Samedi, départ de Trinidad, petite ville qui nous aura plu par sa taille humaine et son atmosphère tranquille. Nous quittons la ville en bus, 1h30 pour rejoindre Cienfuegos, ville plus grande, elle aussi en nord de mer, en bord d’estuaire. La mer est sale, semble polluée. 

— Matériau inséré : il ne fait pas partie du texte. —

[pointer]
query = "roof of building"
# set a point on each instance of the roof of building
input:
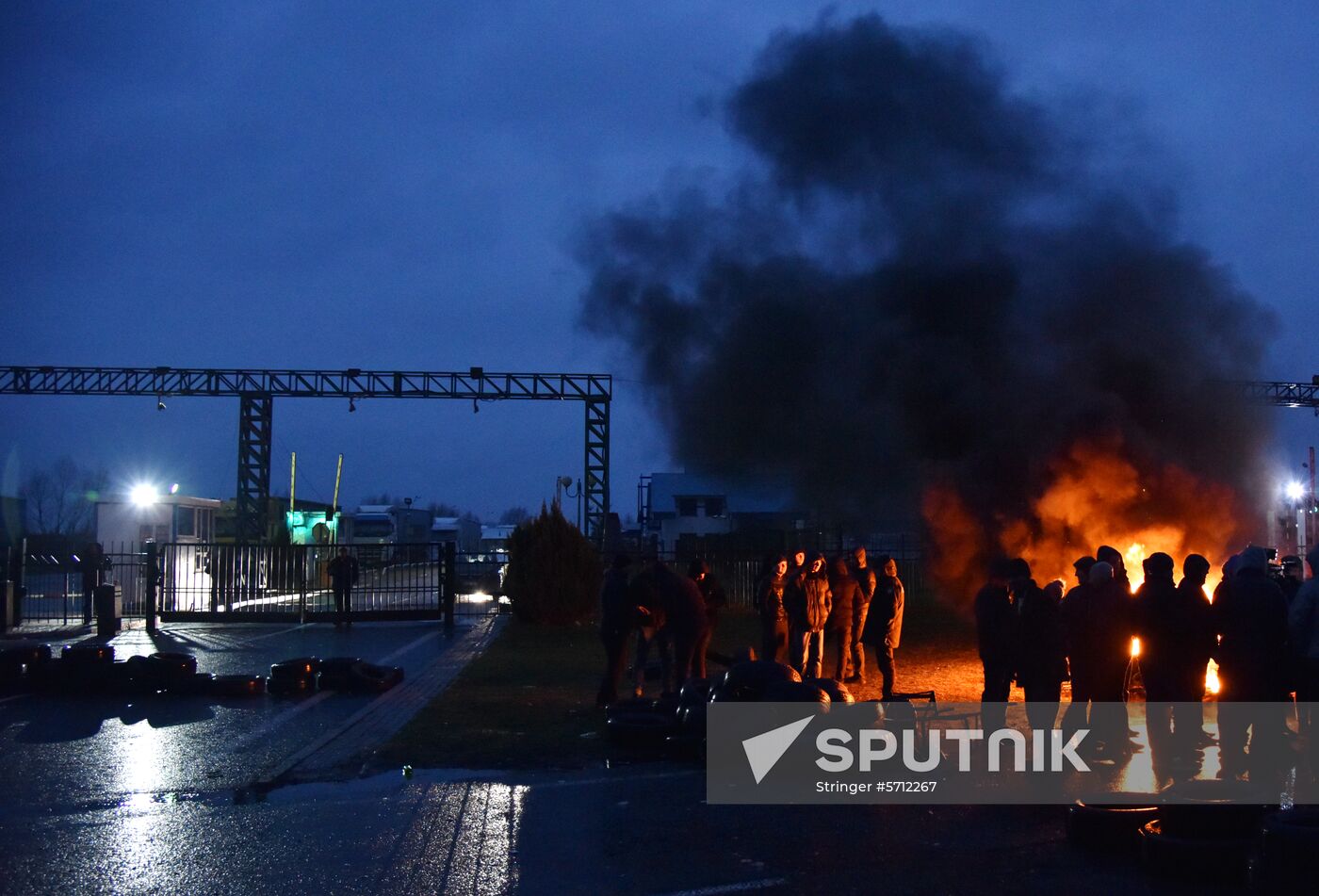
(668, 487)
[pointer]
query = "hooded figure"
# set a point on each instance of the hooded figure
(996, 632)
(1041, 656)
(808, 613)
(1097, 620)
(1170, 625)
(1303, 627)
(847, 594)
(1249, 616)
(771, 590)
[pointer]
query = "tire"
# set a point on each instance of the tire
(837, 691)
(1213, 809)
(292, 685)
(336, 674)
(694, 691)
(798, 692)
(754, 677)
(1200, 858)
(1108, 826)
(1289, 842)
(237, 685)
(639, 731)
(88, 655)
(369, 678)
(171, 671)
(296, 668)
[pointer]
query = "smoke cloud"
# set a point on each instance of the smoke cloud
(922, 288)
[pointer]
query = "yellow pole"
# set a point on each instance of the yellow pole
(334, 504)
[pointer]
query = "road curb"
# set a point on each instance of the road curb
(379, 720)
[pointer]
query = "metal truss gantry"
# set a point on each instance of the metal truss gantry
(256, 391)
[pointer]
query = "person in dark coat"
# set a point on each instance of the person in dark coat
(1114, 557)
(1041, 653)
(884, 623)
(866, 582)
(653, 632)
(1202, 642)
(343, 574)
(846, 593)
(1098, 631)
(712, 595)
(996, 636)
(617, 619)
(685, 613)
(1173, 627)
(771, 590)
(1250, 619)
(807, 611)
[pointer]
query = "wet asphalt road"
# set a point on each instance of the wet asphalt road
(63, 754)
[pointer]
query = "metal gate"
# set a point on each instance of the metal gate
(214, 582)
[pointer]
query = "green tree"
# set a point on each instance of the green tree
(553, 570)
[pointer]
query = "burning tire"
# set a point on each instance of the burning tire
(837, 691)
(1110, 825)
(335, 674)
(798, 692)
(237, 685)
(369, 678)
(1203, 858)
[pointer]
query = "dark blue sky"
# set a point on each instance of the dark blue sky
(399, 185)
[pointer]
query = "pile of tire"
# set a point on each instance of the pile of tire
(294, 677)
(1206, 830)
(15, 662)
(1288, 845)
(1110, 823)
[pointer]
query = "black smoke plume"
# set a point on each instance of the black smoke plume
(920, 277)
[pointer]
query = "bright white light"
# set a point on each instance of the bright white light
(142, 495)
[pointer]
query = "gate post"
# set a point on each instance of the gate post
(448, 585)
(149, 596)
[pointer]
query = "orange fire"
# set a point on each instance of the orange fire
(1095, 495)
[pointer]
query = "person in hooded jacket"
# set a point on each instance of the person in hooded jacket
(846, 593)
(1173, 626)
(712, 595)
(996, 635)
(1200, 642)
(884, 623)
(1042, 656)
(811, 602)
(617, 618)
(771, 590)
(1250, 620)
(1097, 620)
(1303, 631)
(866, 582)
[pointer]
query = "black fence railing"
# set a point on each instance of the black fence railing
(55, 586)
(253, 582)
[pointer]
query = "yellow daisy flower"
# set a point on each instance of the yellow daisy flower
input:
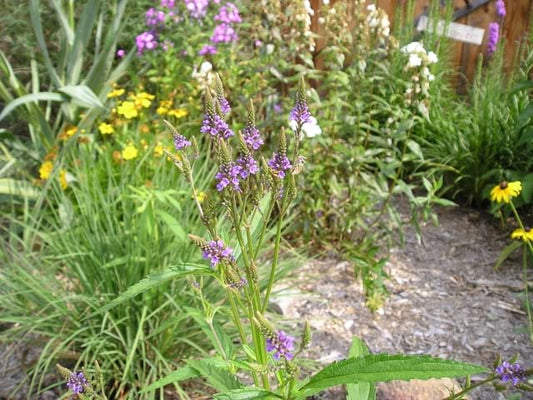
(505, 191)
(63, 179)
(129, 152)
(106, 129)
(46, 169)
(115, 93)
(127, 109)
(525, 234)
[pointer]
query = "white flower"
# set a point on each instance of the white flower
(309, 129)
(413, 47)
(432, 58)
(414, 61)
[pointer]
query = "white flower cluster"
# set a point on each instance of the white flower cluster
(204, 76)
(378, 22)
(418, 63)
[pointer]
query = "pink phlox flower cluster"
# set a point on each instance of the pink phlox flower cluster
(228, 14)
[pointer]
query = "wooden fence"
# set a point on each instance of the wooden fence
(476, 13)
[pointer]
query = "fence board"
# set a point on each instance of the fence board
(515, 27)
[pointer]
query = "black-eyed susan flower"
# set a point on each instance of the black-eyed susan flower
(129, 152)
(106, 129)
(505, 191)
(46, 170)
(525, 234)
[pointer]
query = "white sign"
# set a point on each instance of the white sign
(463, 33)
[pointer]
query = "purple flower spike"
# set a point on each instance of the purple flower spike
(77, 382)
(282, 345)
(223, 33)
(279, 163)
(252, 137)
(180, 142)
(513, 373)
(228, 175)
(248, 166)
(500, 8)
(207, 50)
(216, 127)
(216, 251)
(145, 41)
(494, 35)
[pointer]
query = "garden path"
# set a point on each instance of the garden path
(446, 299)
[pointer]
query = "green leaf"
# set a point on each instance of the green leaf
(219, 378)
(31, 98)
(515, 244)
(82, 95)
(15, 187)
(362, 390)
(179, 375)
(384, 367)
(247, 394)
(156, 279)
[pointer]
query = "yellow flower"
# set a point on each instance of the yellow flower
(525, 234)
(143, 99)
(161, 110)
(63, 179)
(105, 128)
(46, 169)
(127, 108)
(158, 150)
(115, 93)
(129, 152)
(505, 191)
(178, 112)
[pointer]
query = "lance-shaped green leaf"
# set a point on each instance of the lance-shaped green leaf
(360, 390)
(384, 368)
(248, 394)
(156, 279)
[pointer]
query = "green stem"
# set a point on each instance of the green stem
(274, 263)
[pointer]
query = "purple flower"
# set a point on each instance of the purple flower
(167, 3)
(76, 382)
(282, 344)
(228, 175)
(216, 127)
(197, 8)
(279, 163)
(223, 33)
(513, 373)
(154, 17)
(500, 8)
(216, 251)
(252, 137)
(494, 35)
(207, 49)
(145, 41)
(248, 166)
(180, 142)
(228, 14)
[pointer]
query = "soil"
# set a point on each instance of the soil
(447, 300)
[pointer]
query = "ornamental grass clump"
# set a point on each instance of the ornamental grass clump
(248, 202)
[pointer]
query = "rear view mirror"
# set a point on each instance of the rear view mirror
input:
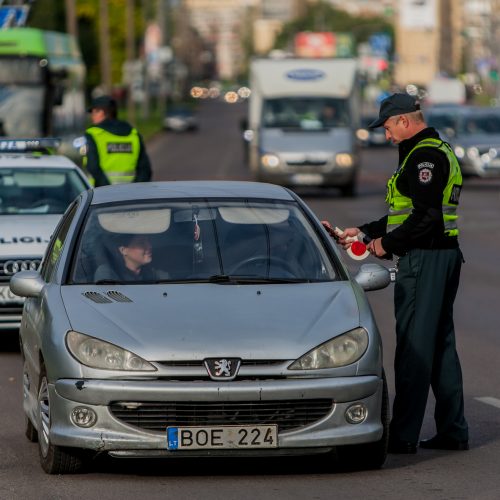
(373, 277)
(27, 284)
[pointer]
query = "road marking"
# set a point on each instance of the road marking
(490, 401)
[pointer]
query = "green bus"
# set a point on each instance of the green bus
(42, 78)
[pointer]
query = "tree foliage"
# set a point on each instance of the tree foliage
(321, 16)
(88, 31)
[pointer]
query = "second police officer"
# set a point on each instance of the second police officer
(421, 228)
(115, 151)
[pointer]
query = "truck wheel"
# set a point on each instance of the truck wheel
(369, 455)
(54, 459)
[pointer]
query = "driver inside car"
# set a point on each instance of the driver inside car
(134, 254)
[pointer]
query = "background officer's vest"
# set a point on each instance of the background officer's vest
(400, 206)
(118, 154)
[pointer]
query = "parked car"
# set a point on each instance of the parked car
(243, 332)
(474, 133)
(180, 119)
(368, 137)
(35, 190)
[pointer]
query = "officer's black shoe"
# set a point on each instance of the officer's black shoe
(401, 447)
(444, 443)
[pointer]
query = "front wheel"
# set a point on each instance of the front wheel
(54, 459)
(369, 455)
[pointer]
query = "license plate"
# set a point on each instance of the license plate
(222, 437)
(307, 179)
(7, 297)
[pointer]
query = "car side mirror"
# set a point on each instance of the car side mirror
(27, 284)
(373, 277)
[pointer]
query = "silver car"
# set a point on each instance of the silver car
(199, 319)
(35, 190)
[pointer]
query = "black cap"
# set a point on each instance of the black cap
(396, 104)
(105, 102)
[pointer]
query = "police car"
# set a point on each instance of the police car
(36, 187)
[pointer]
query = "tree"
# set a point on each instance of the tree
(87, 12)
(321, 16)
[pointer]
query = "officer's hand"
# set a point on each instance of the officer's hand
(375, 248)
(348, 236)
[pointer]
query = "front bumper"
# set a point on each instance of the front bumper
(120, 439)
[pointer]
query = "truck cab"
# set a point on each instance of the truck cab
(303, 116)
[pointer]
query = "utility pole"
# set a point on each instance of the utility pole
(130, 55)
(71, 22)
(104, 46)
(160, 19)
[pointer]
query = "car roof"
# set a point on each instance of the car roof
(20, 160)
(189, 189)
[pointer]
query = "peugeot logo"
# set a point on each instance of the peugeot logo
(222, 368)
(11, 267)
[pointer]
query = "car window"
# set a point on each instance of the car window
(198, 240)
(482, 124)
(305, 113)
(38, 190)
(56, 244)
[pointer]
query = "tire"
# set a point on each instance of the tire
(54, 459)
(29, 430)
(369, 455)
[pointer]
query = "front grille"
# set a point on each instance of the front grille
(9, 309)
(244, 362)
(9, 267)
(157, 416)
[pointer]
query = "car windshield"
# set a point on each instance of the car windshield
(38, 190)
(481, 124)
(305, 113)
(238, 242)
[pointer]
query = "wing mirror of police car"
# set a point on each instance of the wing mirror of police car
(373, 277)
(26, 284)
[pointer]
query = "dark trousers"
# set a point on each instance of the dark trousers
(425, 289)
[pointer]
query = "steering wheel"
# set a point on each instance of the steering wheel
(278, 262)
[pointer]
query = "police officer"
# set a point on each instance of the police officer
(115, 151)
(421, 229)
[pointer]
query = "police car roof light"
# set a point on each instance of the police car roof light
(41, 145)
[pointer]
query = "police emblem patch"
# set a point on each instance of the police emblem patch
(425, 176)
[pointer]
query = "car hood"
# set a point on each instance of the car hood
(331, 141)
(26, 235)
(187, 322)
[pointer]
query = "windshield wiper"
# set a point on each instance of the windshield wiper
(110, 282)
(235, 280)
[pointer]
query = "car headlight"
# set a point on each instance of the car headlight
(99, 354)
(340, 351)
(270, 161)
(343, 159)
(362, 134)
(473, 153)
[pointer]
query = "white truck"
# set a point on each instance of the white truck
(303, 115)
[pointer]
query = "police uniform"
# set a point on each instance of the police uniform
(421, 229)
(115, 153)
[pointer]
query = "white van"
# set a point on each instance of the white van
(303, 116)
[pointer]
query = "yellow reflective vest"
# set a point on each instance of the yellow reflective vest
(118, 154)
(400, 206)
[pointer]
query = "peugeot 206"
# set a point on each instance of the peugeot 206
(192, 319)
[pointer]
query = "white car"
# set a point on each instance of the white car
(35, 190)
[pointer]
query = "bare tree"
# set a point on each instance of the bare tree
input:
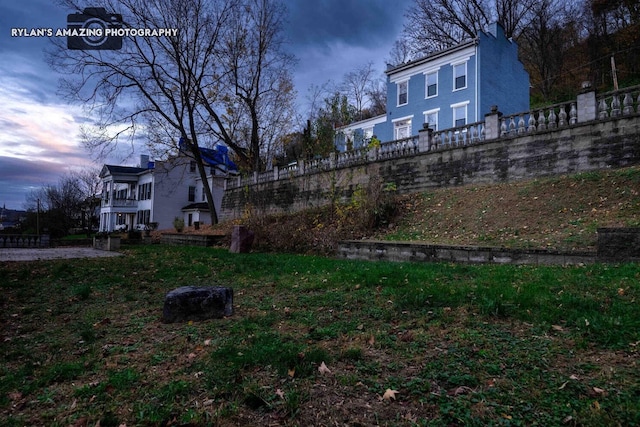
(433, 25)
(377, 93)
(356, 85)
(258, 73)
(174, 89)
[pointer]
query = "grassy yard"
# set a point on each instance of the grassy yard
(318, 341)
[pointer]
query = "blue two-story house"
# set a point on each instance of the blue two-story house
(447, 89)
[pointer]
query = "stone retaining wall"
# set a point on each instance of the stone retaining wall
(419, 252)
(610, 143)
(190, 239)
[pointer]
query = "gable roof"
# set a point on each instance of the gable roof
(120, 170)
(217, 156)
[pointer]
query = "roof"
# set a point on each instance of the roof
(430, 57)
(216, 156)
(203, 206)
(121, 170)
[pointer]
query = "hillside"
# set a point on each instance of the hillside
(561, 212)
(557, 212)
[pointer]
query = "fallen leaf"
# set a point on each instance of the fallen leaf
(461, 390)
(323, 369)
(390, 394)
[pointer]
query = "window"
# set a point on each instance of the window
(459, 114)
(431, 118)
(403, 92)
(402, 129)
(460, 76)
(144, 191)
(432, 84)
(144, 217)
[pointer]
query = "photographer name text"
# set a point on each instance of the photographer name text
(94, 32)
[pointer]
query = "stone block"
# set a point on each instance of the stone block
(241, 239)
(197, 303)
(618, 244)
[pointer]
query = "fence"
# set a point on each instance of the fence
(587, 107)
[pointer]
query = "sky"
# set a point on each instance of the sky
(40, 131)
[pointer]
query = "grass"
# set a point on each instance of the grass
(82, 342)
(561, 212)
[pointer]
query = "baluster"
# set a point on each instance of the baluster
(573, 114)
(521, 128)
(433, 144)
(512, 126)
(615, 106)
(532, 123)
(602, 109)
(552, 118)
(627, 104)
(541, 121)
(562, 116)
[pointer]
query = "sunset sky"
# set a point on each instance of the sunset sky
(39, 131)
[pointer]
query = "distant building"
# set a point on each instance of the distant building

Nous visitons à pied mais rapidement nous souffrons de la chaleur avec nos sacs sur le dos. Nous cherchons une casa pour la nuit mais ne trouvons rien qui nous plaise. Ville bruyante, sans intérêt particulier nous avons envie de calme. 
En discutant avec un gars nous apprenons qu’a 10 kms d’ici se trouve Rancho Luna, minuscule village en bord de mer. Nous prenons un taxi qui semble connaître une belle adresse. 
Nous arrivons dans une casa pratiquement sur la plage, tenue par L et M, 70 ans, très agréable. La seule chambre est encore occupée par un Québécois qui est sur le départ, D, un sacré numéro!!
Nos hôtes ne parlant pas anglais il nous fait les présentations et explications, la visite des lieux, nous fournit les visites conseils avant de nous quitter et nous laisser sa chambre. 
Apm à la playa, dîner chez l’habitant et au lit. Le lendemain même programme, la mer est un peu moins translucide qu’à Varadero mais très chaude. Musique sur la plage, nombreux Cubains en famille (c’est le week end), sieste, tout va bien, nous rechargeons les batteries pour la reprise. 
Le soir Oliv décide de s’essayer à la pêche locale. Des rochers surplombant le bord de mer, il suffit de lancer le fil comme un cow boy lance un lasso, un plomb, un hameçon et c’est avec le fil dans les doigts qu’on doit sentir la touche. 
Seul hic, Oliv n’a pas de matos, il va devoir improviser. C’est aussi l’attrait de nos voyages, aller au contact des gens, la clef, c’est le sourire, ça ouvre toutes les portes. Après avoir demandé à un gars qui surveillait un delphinarium (un dauphin fut attrapé et ils lui ont construit un immense parc dans la mer), Oliv se retrouve avec le minimum nécessaire à 2h de pêche, le vent s’est levé, la nuit tombe, la technique manque, résultat: brocouille!!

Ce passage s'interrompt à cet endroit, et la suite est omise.